FERRYVILLE — Turning off Highway 27 in Crawford County, the road became narrower and narrower as attendees to a recent pasture walk, hosted by Great River Graziers and Kickapoo Grazing Initiative, approached Fenn’s Folly — 40 acres of woods and pasture owned by the ambitious Amy Fenn.
For the past three years, Fenn has been tackling a large silvopasture project, and with the help of several locals, has begun clearing trees, installing a perimeter fence and considering which seed to plant under the canopy once it’s ready.
Fenn had worked at a Madison library for years before buying the land near Ferryville, with plans to turn the property’s hayfields and unmanaged woods into savanna and silvopasture, a management system that incorporates trees and pasture for food and shelter for livestock. She already has four sheep on the property and a guardian dog for them, but also has ideas to add goats and cattle and a few more guardian dogs to watch over her animals as they graze the hills of Crawford County.
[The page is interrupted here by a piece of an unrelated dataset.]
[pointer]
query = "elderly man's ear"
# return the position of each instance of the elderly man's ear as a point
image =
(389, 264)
About 20 people attended the third pasture walk held at Fenn’s Folly on Aug. 13, where topics included updates on her silvopasture project and a specially selected 8–wire perimeter fence to suit her grazing needs. Randy Mell, a former forester and current Natural Resources Educator with UW-Extension, and Diane Mayfield, a graduate student with a silvopasture focus for her research, were special guests to the pasture walk, sharing their expertise with those who attended.
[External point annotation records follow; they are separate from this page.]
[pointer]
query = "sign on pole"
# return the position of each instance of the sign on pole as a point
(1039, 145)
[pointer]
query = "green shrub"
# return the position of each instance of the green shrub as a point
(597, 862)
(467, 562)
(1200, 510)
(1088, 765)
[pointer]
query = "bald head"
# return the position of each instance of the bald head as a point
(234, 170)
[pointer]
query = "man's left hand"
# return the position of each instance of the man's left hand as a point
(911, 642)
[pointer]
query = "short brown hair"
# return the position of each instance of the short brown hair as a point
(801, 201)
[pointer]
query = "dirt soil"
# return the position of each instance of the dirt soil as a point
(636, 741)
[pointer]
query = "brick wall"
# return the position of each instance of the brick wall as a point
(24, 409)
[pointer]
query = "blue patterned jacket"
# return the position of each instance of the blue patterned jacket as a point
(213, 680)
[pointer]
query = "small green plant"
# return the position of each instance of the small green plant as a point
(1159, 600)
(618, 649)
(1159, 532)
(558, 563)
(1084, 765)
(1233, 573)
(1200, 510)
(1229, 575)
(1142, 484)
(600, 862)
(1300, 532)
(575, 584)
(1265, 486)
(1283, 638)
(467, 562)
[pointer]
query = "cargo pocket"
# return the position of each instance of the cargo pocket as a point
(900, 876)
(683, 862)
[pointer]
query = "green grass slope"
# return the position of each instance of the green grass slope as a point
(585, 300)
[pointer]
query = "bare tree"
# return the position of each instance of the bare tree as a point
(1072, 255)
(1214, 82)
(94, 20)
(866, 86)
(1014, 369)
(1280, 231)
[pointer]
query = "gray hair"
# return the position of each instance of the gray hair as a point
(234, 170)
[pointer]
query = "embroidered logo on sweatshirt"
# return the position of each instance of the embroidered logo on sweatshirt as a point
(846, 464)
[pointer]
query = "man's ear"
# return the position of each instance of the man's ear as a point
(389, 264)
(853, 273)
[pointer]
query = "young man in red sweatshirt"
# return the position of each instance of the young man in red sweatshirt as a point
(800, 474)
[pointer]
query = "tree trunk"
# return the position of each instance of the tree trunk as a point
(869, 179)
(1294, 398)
Fenn shared how over the past three years, she has been thinning out woods in preparation for an oak–hickory savanna with grass growing under the canopy for a grazing operation. Her sheep have been eating a lot of the burdock but she had questions on what else they would eat if let loose in the woods. She has also been removing trees to allow more sunlight to hit the ground in her woods, with Mell suggesting to the group when considering which trees to cut in a silvopasture scenario, leave well structured, larger diameter trees like oaks, hickories and cherries and cut others such as ash, elm, birch and aspen.
“Work with what you have,” Mell said. “If you really want shade, find trees that have already been placed by nature that are suitable for the site.”
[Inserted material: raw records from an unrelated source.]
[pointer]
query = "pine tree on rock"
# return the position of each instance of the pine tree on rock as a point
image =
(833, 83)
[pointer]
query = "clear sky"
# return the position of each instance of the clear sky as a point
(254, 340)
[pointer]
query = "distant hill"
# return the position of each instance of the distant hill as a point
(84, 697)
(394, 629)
He also recommended watching how the sun moves through the woods on a sunny day to see which trees may be good to keep for her silvopasture. Where the woods are located — whether east, west, south or north facing — may help determine which areas are better for silvopasture.
Fenn was also eager to show attendees her newly erected 8–wire perimeter fence, meant to keep future livestock and guardian dogs in the pasture. Fenn said she removed about 15 strands of rusty, old barbed wire fencing before she and two others began installing the special tinsel fencing. Although it may have been expensive to install, it will be very low maintenance and last a long time, Mell said.
Cynthia Olmstead, Kickapoo Grazing Initiative project coordinator, explained how the Natural Resource Conservation Service’s Environmental Quality Incentives Program is the number one program that helps fund grazing initiatives in Crawford County, and Fenn is no exception. She has used EQIP several times, most recently receiving grant funding through the program to add seed to her pasture once it’s completed.
Fenn has also used resources from the U.S. Fish and Wildlife Service; she has found that their programs are most helpful with her silvopasture project, as compared to programs with other organizations such as the Department of Natural Resources, whose programs aim more to keep animals off land rather than on.
Four pasture walks remain on this year’s schedule for the Great River Graziers and Kickapoo Grazing Initiative. The next pasture walk will be Aug. 27 at Eric Hammell’s farm, 18612 Halls Branch Road, Gays Mills, and will focus on the challenges and successes in using brush management techniques in pastures to improve forage quality and accessibility to cattle.